I liked this the last time you reprinted it - still not ready to do it, but I may get around to it.

AIM said...

Jim,
I like this idea. I'd like to be a fund manager and make big bucks no matter what my performace stats are. Let's see... I think I'll call my fund "AIM's Personal Cayman Island Retirement Fund".

By the way...

I think this form of civil disobedience mentioned in the links below is a powerful thing to do. It will have huge impact if many buy red stampers and start doing this. The continuation of a growing, popular, peaceful revolt. Let’s advertise our frustration, disgust and demand for positive change and reform to the government and the whole US population. US dollars… what a great marketing vehicle to get the message out. It will assist in getting other Americans educated and aware of what is going on (“Hey Joe, look at this… what is this ‘End the Fed’ all about?”).

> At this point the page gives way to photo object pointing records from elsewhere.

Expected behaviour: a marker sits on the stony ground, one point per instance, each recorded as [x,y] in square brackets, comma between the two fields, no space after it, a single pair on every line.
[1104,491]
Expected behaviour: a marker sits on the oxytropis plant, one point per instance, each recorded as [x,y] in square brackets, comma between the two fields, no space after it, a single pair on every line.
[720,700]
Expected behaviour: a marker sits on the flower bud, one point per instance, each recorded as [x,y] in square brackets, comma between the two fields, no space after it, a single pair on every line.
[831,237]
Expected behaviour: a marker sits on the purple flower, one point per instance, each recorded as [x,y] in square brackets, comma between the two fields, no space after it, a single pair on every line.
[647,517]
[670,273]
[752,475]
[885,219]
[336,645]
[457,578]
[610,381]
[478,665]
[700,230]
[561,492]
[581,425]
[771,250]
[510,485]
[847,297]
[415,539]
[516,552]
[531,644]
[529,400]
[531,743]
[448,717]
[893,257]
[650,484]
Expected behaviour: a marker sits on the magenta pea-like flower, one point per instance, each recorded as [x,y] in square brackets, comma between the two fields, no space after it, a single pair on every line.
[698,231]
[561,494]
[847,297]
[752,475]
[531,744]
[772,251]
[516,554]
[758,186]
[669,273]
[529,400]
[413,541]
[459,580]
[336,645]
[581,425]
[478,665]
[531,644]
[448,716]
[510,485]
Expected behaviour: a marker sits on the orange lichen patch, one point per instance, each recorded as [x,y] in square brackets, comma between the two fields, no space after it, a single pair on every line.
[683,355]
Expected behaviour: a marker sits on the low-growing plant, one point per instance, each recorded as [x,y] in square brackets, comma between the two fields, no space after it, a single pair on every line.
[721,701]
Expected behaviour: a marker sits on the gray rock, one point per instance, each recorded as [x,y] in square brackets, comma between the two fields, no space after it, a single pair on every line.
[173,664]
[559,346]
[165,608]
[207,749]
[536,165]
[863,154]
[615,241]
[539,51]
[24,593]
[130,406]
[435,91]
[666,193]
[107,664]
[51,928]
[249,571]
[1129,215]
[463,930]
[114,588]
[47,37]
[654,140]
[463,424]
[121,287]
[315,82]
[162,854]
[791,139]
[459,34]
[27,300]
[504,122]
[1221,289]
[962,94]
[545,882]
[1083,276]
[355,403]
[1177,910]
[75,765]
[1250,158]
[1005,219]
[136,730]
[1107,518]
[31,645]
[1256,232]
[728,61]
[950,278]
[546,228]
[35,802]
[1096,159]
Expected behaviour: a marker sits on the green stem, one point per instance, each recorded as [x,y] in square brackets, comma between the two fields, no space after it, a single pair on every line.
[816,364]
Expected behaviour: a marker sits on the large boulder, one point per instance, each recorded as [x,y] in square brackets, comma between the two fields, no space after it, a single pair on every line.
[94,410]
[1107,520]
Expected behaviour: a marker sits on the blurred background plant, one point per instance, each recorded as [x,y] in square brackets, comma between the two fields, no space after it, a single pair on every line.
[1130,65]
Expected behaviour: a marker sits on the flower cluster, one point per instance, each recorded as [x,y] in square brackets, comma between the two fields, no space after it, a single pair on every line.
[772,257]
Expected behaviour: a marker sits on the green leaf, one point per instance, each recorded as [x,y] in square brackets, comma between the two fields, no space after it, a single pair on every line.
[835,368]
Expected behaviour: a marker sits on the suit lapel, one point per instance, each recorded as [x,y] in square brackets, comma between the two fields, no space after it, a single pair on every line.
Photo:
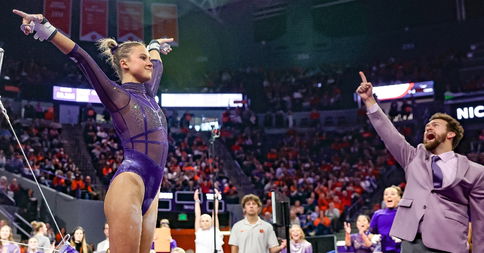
[462,167]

Read the suggestion in the two blogs below. Spread it around.

http://globaleconomicanalysis.blogspot.com/2010/01/audit-fed-and-got-gold-stamp-messages.html

http://globaleconomicanalysis.blogspot.com/2010/01/bernanke-makes-like-squid-sprays-clouds.html

AIM said...

Hey Jim,

Check this out.

http://www.npr.org/templates/story/story.php?storyId=121875404

This country must make a dramatic turnaround if we are going to emerge strong in the future. And we must really excel to overcome our demographic barrier (we are an aging population). We need radical change don’t we? Well, to have radical change we need to enter into radical discipline: thinking and doing differently beyond what present reality suggests (and our present reality in leadership and government is all about immorality, irresponsibility, incompetence, corruption, unaccountability, special interests, greed, power, re-election, etc. etc. ad infinitum).

We need to rid ourselves of the main virus… The Federal Reserve and central banking system (their interference with interest rates and prices; fractionalized reserve lending; printing fiat dollars and creating credit; and manipulation of our money supply is the source of most all of our economic crisises and woes). END THE FED!

And we need to oust a Congress of effete, corrupt, bought and paid for hacks and career politicians who are more concerned with campaign contributions and re-election than what is good for the American people.

And we need to blow this whole lobbying system out of the water and stop the strong hidden influences of special interests on our government representatives (banking, big pharma, education, unions, to name a few).

We need real effective change (not Obama change: politics as usual). Our nation is like a ship at sea, a sitting duck, and the enemy has already launched its devastating torpedos and they are heading right towards us. No time for complacency, no time for “standard policies” or status quo… radical change NOW or we will be sleeping with the fishes.

Obama is giving us "change we can't believe" and Bernanke is giving us Hooverism.

Jim in San Marcos said...

Hi Sack

Thanks for dropping by. What turned me on to this scam was some Gent in Europe was running a fund like this and spending it as fast as it came in. He died in an auto accident if I remember correctly and the whole thing fell apart.

Take care.

Jim in San Marcos said...

Hi AIM

Thank you for the links.

I don't think the solution is quite so simple.

There are 4 or 5 different groups going in different directions. You have politicians trying to get re elected, you have a government trying to pay the bills (any way they can), you have the rich that want to get richer, the poor that want to get rich and a lot of people who are enjoying a free ride. It all revolves about money.

We tend to look for solutions, and I don't think there are any. This house of cards is destined to collapse and will be rebuilt again in the future.

The only drawback is that retirement isn't going to be quite what we had in mind. Ernie Madoff is just the beginning of the end.

Anonymous said...

Somehow I don't think ending the FED will lower my current 60% tax rate.

Rob in NS said...

Jim

Pretty scary what is underpinning the financial system.